My father was diagnosed with multiple myeloma at the age of 94 in May of 2012. The other entries of my blog describe his life between the time of his diagnosis in May and his death in October. Below is my experience with fluid around the heart and lungs and my father.
After many ups and downs, my father had started to improve his strength and began walking more in September but towards the end of October we noticed that while his muscles seemed to be able to do the work, he couldn’t catch his breath. We found out it was because he was collecting so much fluid around his heart and in his lungs. We are unsure why he had the fluid build up. I’m told it is rare in multiple myeloma (but still possible) for it to affect the lymph nodes. Ultimately, that’s what I believe was the problem; that his lymph system was not able to do it’s job because of the multiple myeloma. His kidneys could also have been failing.
He was scheduled for an ultra sound of the heart, and when he woke up the morning of his ultra sound we noticed an alarming amount of fluid collecting around his “love handles”. As far as I know, this indicates that there was so much fluid in his body that it was now collecting in the abdominal wall. From just the night before it was a dramatic change…he went from labored breathing to fluid collection around the abdomen. We were emitted to the ER so they could monitor him until the next day when they were scheduled to drain his lungs of the fluid.

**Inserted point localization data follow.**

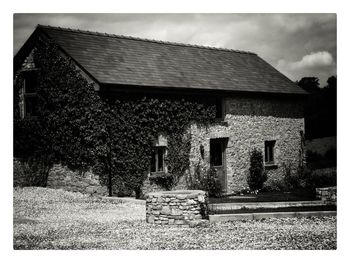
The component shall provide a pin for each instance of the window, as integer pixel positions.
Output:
(157, 159)
(30, 95)
(269, 152)
(219, 108)
(216, 152)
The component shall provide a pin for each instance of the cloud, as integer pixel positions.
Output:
(297, 44)
(316, 64)
(313, 60)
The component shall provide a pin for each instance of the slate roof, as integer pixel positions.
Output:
(113, 59)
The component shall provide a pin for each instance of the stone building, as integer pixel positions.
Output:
(256, 106)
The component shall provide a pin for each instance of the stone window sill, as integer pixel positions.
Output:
(157, 175)
(271, 166)
(221, 122)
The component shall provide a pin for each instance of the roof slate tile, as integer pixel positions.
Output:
(113, 59)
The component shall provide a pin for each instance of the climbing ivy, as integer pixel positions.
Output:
(112, 135)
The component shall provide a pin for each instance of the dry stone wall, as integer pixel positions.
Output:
(248, 123)
(327, 194)
(182, 207)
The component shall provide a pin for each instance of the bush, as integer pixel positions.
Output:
(29, 173)
(205, 179)
(164, 180)
(257, 175)
(322, 178)
(275, 184)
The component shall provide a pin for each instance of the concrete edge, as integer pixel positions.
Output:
(124, 200)
(233, 206)
(254, 216)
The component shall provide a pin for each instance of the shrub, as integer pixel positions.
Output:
(321, 178)
(164, 180)
(275, 184)
(30, 173)
(257, 175)
(205, 179)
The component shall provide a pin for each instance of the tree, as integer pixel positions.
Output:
(320, 107)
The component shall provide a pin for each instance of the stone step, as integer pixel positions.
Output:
(255, 205)
(254, 216)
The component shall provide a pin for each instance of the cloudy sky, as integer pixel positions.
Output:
(296, 44)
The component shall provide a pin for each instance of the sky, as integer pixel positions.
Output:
(298, 45)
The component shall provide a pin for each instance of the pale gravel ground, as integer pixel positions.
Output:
(56, 219)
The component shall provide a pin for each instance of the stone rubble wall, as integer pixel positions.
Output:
(327, 194)
(60, 177)
(248, 123)
(182, 208)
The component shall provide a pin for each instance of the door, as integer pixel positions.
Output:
(218, 159)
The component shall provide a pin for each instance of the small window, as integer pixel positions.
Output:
(216, 152)
(157, 160)
(30, 95)
(30, 82)
(219, 108)
(270, 152)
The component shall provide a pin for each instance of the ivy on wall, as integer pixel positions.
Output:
(112, 135)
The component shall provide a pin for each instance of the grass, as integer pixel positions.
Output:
(55, 219)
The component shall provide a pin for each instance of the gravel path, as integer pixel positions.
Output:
(55, 219)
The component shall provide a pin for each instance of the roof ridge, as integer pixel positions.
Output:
(144, 39)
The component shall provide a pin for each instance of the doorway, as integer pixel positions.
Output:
(218, 159)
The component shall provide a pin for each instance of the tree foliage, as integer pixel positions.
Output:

The process for draining the lungs seemed to be very simple with a local anesthetic. However, to drain the heart is quite a bit more invasive. It involved a “surgery” and the risk of complications was a lot higher.

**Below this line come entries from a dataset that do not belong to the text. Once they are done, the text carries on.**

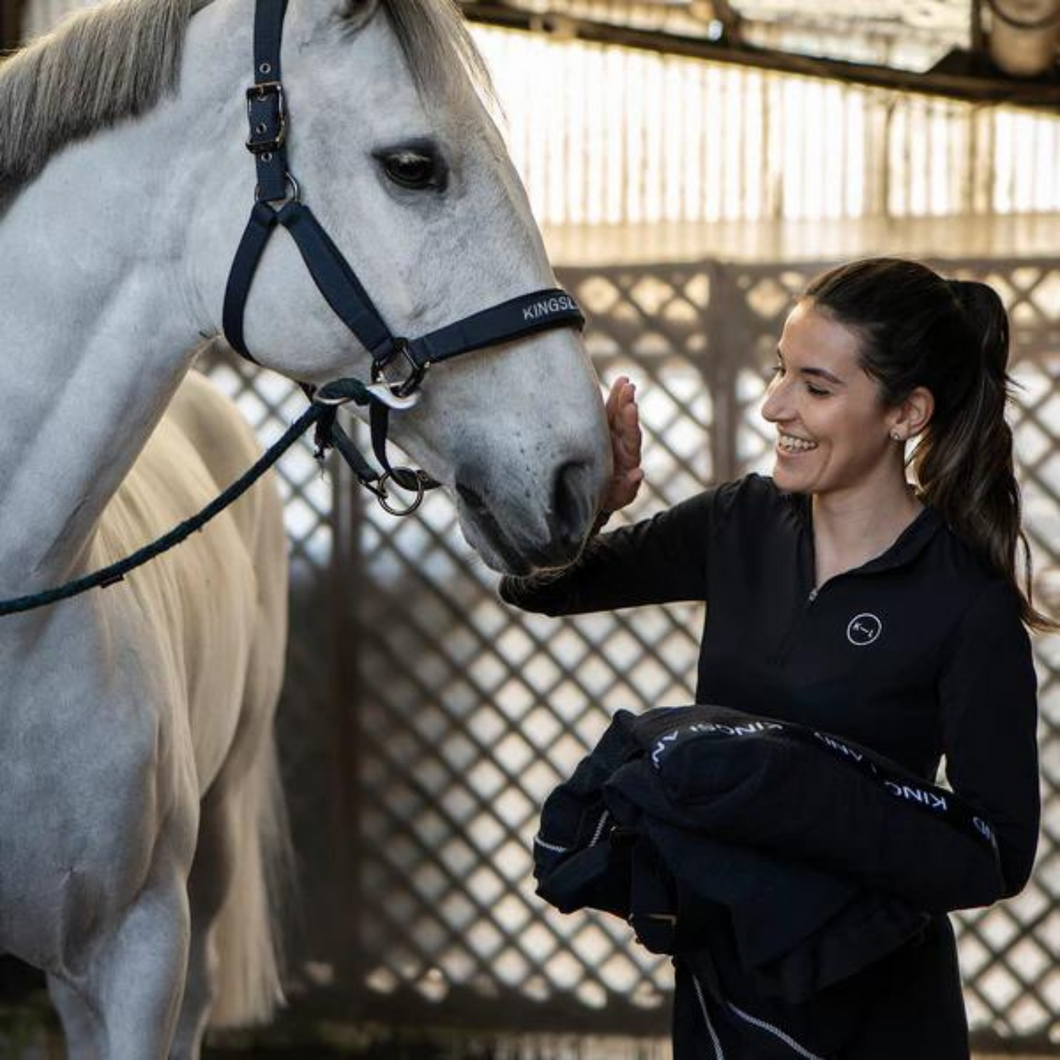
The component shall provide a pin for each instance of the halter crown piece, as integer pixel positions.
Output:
(278, 201)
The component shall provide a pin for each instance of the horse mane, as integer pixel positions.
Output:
(116, 60)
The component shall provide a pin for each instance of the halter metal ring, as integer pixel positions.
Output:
(383, 494)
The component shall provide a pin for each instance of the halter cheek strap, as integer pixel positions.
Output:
(278, 204)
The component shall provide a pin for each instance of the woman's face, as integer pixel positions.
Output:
(833, 433)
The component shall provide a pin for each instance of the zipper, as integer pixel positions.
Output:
(784, 651)
(719, 1052)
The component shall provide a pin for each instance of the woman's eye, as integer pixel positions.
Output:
(411, 169)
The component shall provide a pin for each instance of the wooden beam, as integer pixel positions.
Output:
(950, 78)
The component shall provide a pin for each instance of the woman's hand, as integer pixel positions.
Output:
(624, 426)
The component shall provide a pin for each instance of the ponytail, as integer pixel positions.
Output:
(952, 338)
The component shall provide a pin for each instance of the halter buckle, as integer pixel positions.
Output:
(274, 126)
(390, 394)
(383, 495)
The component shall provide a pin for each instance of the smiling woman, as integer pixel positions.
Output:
(845, 597)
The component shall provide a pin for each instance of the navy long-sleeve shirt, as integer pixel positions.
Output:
(918, 653)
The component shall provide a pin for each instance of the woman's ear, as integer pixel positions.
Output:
(911, 418)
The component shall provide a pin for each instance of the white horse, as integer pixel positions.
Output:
(139, 808)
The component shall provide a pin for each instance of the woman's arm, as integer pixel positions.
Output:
(989, 717)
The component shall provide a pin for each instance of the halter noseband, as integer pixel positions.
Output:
(278, 201)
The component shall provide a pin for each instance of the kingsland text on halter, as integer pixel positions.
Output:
(278, 202)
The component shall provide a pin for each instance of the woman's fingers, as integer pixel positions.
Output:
(623, 422)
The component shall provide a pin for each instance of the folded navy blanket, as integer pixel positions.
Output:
(816, 857)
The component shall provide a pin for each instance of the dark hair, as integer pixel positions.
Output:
(951, 336)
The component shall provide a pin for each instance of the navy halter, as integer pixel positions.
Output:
(278, 202)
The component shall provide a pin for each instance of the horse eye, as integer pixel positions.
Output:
(412, 169)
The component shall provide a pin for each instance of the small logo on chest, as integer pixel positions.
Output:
(864, 629)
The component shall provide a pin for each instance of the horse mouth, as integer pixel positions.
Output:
(506, 554)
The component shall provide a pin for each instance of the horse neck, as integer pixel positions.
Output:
(96, 339)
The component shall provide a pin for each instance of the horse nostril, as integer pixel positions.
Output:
(568, 501)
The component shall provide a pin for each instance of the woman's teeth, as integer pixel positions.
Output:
(793, 444)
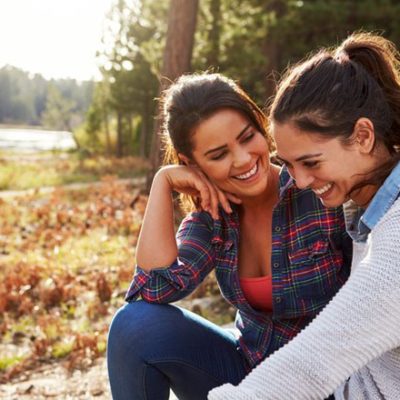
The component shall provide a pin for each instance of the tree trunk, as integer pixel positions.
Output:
(214, 34)
(119, 135)
(176, 61)
(272, 47)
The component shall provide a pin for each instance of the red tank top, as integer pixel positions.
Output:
(258, 292)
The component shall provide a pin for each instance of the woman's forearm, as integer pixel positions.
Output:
(156, 245)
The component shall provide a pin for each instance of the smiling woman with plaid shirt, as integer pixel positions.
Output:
(279, 255)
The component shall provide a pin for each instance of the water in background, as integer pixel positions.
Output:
(36, 140)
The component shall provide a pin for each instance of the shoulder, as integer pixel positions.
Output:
(390, 222)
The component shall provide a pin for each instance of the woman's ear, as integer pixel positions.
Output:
(184, 159)
(364, 135)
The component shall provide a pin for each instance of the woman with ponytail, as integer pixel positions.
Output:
(336, 122)
(279, 255)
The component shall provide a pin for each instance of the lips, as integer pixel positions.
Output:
(247, 174)
(320, 191)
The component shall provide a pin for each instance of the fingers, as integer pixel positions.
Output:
(233, 198)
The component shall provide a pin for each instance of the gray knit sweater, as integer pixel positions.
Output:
(356, 335)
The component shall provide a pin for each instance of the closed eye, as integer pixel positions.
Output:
(248, 137)
(311, 164)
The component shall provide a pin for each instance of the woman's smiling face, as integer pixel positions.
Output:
(325, 165)
(232, 153)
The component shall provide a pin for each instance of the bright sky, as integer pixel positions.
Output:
(57, 38)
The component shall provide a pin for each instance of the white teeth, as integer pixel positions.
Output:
(323, 189)
(249, 174)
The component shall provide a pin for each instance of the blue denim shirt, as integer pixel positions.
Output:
(310, 261)
(359, 221)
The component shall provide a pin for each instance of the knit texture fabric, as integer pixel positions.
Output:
(352, 347)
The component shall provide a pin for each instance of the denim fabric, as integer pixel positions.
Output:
(359, 222)
(153, 347)
(310, 261)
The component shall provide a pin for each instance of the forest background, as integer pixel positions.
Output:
(67, 254)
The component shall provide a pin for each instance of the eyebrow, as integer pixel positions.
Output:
(302, 158)
(241, 133)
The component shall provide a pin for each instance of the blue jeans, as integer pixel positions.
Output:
(153, 348)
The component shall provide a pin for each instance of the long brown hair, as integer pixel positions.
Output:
(331, 90)
(191, 100)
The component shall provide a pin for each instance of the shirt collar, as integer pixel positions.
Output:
(382, 201)
(285, 181)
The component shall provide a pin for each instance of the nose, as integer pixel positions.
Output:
(302, 178)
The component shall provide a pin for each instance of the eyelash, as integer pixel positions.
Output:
(244, 140)
(311, 164)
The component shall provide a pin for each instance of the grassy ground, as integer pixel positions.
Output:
(23, 171)
(66, 260)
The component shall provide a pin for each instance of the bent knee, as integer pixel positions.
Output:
(138, 320)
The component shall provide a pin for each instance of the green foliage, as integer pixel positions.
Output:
(24, 97)
(58, 112)
(51, 170)
(252, 41)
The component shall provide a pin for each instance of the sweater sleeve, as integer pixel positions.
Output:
(359, 324)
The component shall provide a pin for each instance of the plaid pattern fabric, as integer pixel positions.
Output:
(311, 256)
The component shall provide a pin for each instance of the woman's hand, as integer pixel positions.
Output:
(192, 181)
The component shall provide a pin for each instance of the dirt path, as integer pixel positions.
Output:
(54, 382)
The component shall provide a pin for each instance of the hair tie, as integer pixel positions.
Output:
(341, 56)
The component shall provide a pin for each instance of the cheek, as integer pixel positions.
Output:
(218, 172)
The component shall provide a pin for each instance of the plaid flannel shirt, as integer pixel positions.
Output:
(311, 255)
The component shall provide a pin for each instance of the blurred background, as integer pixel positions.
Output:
(79, 82)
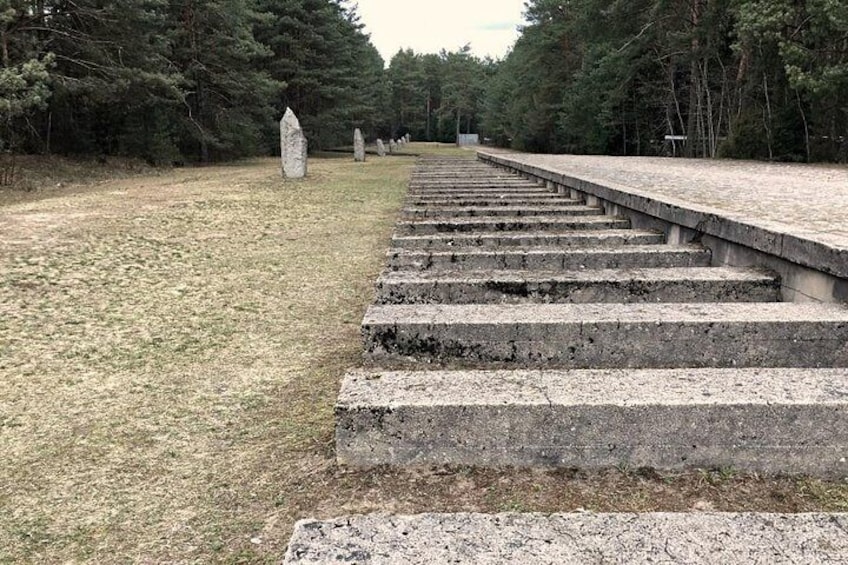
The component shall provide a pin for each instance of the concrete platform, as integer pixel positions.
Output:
(583, 219)
(551, 258)
(577, 239)
(611, 335)
(795, 212)
(711, 284)
(572, 539)
(758, 420)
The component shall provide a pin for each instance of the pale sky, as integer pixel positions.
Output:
(428, 26)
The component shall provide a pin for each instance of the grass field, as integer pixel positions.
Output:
(171, 345)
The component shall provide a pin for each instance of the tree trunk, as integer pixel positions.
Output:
(694, 83)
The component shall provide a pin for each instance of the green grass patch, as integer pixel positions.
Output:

Initially they drained one lung (taking 1.5 liters off!). I saw him moments after the procedure and he instantly felt better. I saw the fluid and it reminded me of Mountain Dew. To my recollection, they basically just used a huge needle and pulled out all the fluid they could. He was awake for the procedure and he felt really good afterwards.
We then had to decide if we wanted to either drain the other lung or the heart. Because there was so much fluid, they did not want to drain both lungs and the heart all at once because of the potential shock to the body. We got many opinions. After lots of debating weather it was worth putting a 95 year old man through heart “surgery” to drain it, we finally decided we would rather try to drain the heart and fail then to not try and wish that we had. This procedure was longer and I’m pretty sure he was under anesthesia for this. They had heart doctors go in (I think through his neck…it’s been so long now I forget) and they were able drain the heart. They took 750ml from his heart! There was a risk that he would not survive this procedure, however, he did.

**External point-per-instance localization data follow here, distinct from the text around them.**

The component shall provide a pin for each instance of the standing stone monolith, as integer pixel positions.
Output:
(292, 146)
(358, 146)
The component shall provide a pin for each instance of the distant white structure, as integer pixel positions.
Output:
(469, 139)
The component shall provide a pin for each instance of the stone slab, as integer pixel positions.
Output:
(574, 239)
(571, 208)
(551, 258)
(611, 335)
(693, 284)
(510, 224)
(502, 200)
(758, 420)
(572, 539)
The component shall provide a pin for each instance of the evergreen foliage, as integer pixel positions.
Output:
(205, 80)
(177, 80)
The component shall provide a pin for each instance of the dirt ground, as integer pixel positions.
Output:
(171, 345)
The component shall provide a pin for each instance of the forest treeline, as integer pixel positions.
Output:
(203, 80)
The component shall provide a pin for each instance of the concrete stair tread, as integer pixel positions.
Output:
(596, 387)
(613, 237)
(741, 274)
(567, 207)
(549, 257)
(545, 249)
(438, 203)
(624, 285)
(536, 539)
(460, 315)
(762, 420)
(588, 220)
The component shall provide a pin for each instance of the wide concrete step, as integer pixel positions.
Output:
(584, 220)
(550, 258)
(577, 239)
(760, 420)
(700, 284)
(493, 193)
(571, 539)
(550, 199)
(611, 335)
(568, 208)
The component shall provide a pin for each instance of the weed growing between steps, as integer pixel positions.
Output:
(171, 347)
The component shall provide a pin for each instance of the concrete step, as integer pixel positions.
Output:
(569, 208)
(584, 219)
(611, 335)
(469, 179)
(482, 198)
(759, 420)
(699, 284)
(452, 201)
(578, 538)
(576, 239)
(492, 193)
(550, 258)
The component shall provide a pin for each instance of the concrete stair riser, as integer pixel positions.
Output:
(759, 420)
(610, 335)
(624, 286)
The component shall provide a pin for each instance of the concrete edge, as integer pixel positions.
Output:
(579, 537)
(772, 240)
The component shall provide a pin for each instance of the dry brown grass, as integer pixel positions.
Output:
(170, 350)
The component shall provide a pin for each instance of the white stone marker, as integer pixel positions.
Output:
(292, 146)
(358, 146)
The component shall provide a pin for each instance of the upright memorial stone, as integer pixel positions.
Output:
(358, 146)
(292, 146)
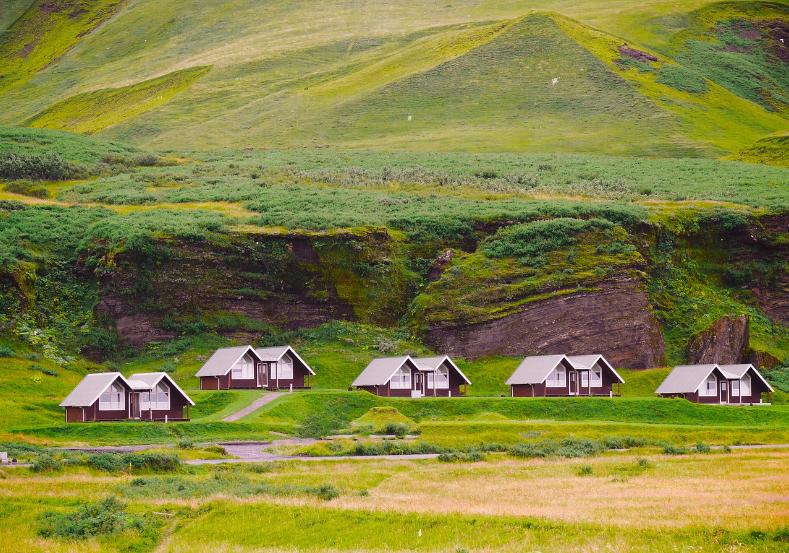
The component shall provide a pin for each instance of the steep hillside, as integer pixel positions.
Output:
(473, 76)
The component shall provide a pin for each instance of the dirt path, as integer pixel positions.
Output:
(254, 406)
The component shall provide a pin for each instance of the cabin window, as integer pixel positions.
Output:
(113, 398)
(244, 369)
(158, 399)
(745, 385)
(441, 377)
(401, 380)
(710, 386)
(286, 368)
(558, 377)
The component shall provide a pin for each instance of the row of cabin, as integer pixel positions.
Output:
(415, 377)
(111, 397)
(156, 396)
(245, 367)
(720, 384)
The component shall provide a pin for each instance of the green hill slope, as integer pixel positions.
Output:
(472, 76)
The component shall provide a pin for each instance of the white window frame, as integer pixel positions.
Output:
(441, 378)
(557, 378)
(401, 379)
(746, 384)
(145, 401)
(286, 369)
(244, 369)
(113, 398)
(709, 388)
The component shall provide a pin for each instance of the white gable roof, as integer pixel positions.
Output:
(150, 380)
(380, 370)
(435, 362)
(90, 389)
(588, 361)
(536, 368)
(223, 359)
(685, 379)
(733, 372)
(275, 354)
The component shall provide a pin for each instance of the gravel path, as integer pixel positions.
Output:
(254, 406)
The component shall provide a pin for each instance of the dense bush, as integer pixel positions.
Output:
(46, 463)
(225, 483)
(5, 351)
(49, 166)
(95, 519)
(396, 428)
(27, 188)
(111, 462)
(462, 457)
(530, 240)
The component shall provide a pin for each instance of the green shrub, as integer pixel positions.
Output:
(682, 79)
(48, 166)
(670, 449)
(396, 428)
(461, 457)
(5, 351)
(586, 470)
(46, 463)
(27, 188)
(95, 519)
(43, 370)
(327, 492)
(111, 462)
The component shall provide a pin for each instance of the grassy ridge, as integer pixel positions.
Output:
(69, 146)
(94, 111)
(44, 33)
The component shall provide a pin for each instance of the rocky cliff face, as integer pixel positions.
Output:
(725, 342)
(285, 281)
(614, 320)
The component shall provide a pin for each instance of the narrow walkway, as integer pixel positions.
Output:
(254, 406)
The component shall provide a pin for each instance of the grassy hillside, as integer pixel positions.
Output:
(474, 76)
(91, 112)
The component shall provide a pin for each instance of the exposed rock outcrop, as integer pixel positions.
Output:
(638, 55)
(725, 341)
(614, 320)
(440, 265)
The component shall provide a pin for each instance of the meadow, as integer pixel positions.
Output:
(628, 501)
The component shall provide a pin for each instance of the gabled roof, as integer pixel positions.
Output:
(734, 372)
(381, 369)
(536, 368)
(435, 362)
(686, 379)
(90, 388)
(150, 380)
(223, 359)
(588, 361)
(275, 354)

After the one lung drain and the heart drain he was a new man. He even was able to stand a bit. He was able to breathe again! It was decided that we would drain his other lung at another time.
Now it was time for the “waiting game”…how long would it take for the fluid to build back up…hours or days? He had the lung drain on Wednesday, the heart drain on Thursday night and was going to go home on Saturday afternoon. When I saw him on Friday he was great. When I saw him on Saturday morning, I noticed labored breathing again; an indication that the fluid has already built back up in a little more than 24 hours. By Saturday night, there was so much fluid built back up in his lungs and that he did not survive.
I always thought things would be more black and white, but decision making was REALLY difficult that day. Draining the lungs seemed to be a no brainer because it was so simple and not too invasive. But deciding on the heart was difficult. My father was capable of making decisions so we were sure to ask him what he wanted. I’m really glad we did all we could and tried to help him.
I hope you were able to find some helpful information from my experience. Thank you for reading.